The message from firefox is not an error.  When firefox starts, it checks if it is already running, and if so it just opens a new window without starting firefox again.  If it is not running, it prints something like the message you quote, and starts a new process.  It can take 10-15 seconds from the message till firefox starts.

/Jakob

----------

## dman777

No, the dbus is running. I double checked. Thanks though.

Man, with my non root user account, the only thing I can execute is Xinit(I can't even do a reboot). Everything else will not execute. Even after I put my account name everywhere in /etc/group (except next the root::0 :Smile: . All the executables have r-x listed for 'other users' in permissions. So it makes no sense. Gentoo is pretty hard core about security so this has to be a Gentoo thing somewhere. Is it possible gentoo has some kind of extra flag somewhere that I need to change?

----------

## bunder

okay, lets start fresh.

userdel dman

rm -rf /home/dman (note: if you have any stuff you put there yourself, you might want to back it up somehow beforehand)

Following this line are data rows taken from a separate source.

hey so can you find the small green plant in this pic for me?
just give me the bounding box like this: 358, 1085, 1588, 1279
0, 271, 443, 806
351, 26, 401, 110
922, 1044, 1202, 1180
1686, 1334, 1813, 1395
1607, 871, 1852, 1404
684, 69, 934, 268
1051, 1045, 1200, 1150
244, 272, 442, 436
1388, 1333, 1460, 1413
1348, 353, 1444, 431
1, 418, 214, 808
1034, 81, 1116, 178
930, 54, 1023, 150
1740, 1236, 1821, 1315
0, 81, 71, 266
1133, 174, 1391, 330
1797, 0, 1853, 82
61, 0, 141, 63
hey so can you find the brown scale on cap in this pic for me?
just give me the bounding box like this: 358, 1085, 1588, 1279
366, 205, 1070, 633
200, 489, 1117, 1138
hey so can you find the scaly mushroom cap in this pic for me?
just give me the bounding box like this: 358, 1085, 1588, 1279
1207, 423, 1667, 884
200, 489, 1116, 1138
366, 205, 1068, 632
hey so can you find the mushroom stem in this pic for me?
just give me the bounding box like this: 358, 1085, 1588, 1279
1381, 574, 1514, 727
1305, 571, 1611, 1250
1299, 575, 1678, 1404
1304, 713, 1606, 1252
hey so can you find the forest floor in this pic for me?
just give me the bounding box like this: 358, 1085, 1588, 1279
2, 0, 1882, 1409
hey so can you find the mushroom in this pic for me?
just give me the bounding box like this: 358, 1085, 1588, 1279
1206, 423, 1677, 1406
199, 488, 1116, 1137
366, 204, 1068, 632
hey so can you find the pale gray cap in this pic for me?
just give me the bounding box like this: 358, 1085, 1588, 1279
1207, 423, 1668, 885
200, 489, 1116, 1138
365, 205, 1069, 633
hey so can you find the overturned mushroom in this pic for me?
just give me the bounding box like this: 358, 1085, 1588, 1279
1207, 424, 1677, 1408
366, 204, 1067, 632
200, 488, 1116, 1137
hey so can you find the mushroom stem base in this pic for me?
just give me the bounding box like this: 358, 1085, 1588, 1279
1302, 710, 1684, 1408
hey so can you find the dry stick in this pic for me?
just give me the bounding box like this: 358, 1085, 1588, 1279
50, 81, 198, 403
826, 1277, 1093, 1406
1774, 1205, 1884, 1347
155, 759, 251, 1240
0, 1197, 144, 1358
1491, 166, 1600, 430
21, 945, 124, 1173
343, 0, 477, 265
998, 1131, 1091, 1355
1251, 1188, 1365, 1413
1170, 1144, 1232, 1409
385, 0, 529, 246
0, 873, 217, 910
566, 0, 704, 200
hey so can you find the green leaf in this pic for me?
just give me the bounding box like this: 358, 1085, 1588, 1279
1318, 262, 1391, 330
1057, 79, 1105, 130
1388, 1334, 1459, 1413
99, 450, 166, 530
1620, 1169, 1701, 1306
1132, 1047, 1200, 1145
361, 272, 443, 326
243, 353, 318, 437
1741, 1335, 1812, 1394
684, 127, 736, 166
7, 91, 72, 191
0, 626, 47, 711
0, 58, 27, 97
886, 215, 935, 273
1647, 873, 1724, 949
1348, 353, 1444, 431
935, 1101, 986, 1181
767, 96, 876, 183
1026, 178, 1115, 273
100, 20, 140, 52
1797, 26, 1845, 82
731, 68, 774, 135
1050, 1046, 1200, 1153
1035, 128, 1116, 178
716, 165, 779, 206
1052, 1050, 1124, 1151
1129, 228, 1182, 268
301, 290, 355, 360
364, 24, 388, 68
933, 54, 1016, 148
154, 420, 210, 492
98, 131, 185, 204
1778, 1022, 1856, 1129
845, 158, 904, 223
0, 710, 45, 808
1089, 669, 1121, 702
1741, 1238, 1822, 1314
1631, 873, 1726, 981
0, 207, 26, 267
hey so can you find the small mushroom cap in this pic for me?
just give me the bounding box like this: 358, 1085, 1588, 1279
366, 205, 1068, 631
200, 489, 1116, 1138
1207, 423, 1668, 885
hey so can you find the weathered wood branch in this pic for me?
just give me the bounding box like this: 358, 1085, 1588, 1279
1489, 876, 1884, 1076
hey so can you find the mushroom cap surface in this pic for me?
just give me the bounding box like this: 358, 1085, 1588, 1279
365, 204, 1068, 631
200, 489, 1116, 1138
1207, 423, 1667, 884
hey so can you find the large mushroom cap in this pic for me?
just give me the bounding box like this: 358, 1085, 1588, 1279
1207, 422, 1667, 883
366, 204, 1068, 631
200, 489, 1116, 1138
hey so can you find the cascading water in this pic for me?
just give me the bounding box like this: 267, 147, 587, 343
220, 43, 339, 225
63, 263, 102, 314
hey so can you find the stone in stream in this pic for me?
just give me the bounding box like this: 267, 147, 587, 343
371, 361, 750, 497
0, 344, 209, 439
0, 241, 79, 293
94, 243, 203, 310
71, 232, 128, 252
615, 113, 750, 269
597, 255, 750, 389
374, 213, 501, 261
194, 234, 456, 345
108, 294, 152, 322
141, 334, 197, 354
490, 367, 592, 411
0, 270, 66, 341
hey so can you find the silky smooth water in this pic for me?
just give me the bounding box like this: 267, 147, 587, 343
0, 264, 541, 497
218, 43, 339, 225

useradd -m -g users -G audio,video,usb,cdrom,cdrw,wheel dman

passwd dman (set your password)

log in as dman and run startx (or if you use xdm/kdm/gdm, just log in)

cheers

----------

## Hu

 *dman777 wrote:*   

> (I can't even do a reboot).

 

That is normal.  A regular user should not have the right to bring down the machine.

 *dman777 wrote:*   

> Everything else will not execute.

 

Please provide the exact error message from such a program.

 *dman777 wrote:*   

> All the executables have r-x listed for 'other users' in permissions.

 

That is normal, also.  That says that "other users" have permission to read the content of the file and to run the file as a program.

----------

## dman777

 *Quote:*   

> That is normal, also. That says that "other users" have permission to read the content of the file and to run the file as a program

 

Isn't my non-root account an 'other user'? If so, with the r-x it should be able to execute a progam- right?

----------

## Genone

 *dman777 wrote:*   

>  *Quote:*   That is normal, also. That says that "other users" have permission to read the content of the file and to run the file as a program 
> 
> Isn't my non-root account an 'other user'? If so, with the r-x it should be able to execute a progam- right?

 

Yes. The permissions aren't your problem if you really can't execute most programs as non-root. As has been said, exact error messages are needed to figure out what's wrong with your setup.

----------

## dman777

 *bunder wrote:*   

> okay, lets start fresh.
> 
> userdel dman
> 
> rm -rf /home/dman (note: if you have any stuff you put there yourself, you might want to back it up somehow beforehand)
> ...

 

Of course this worked....thanx. But why wouldn't it work when I directly edited the /etc/group file?

----------

## tarpman

 *dman777 wrote:*   

> Of course this worked....thanx. But why wouldn't it work when I directly edited the /etc/group file?

 

Probably the changes weren't synced over to the corresponding shadow file, gshadow(5).  Manually running grpconv(8) would have fixed that problem.

Also - you didn't specifically say that you did this, but I'll mention it for safety's sake: don't directly edit /etc/passwd or /etc/group; use the vipw(8) and vigr(8) commands instead.  Even better, to modify group membership, use gpasswd(1).

----------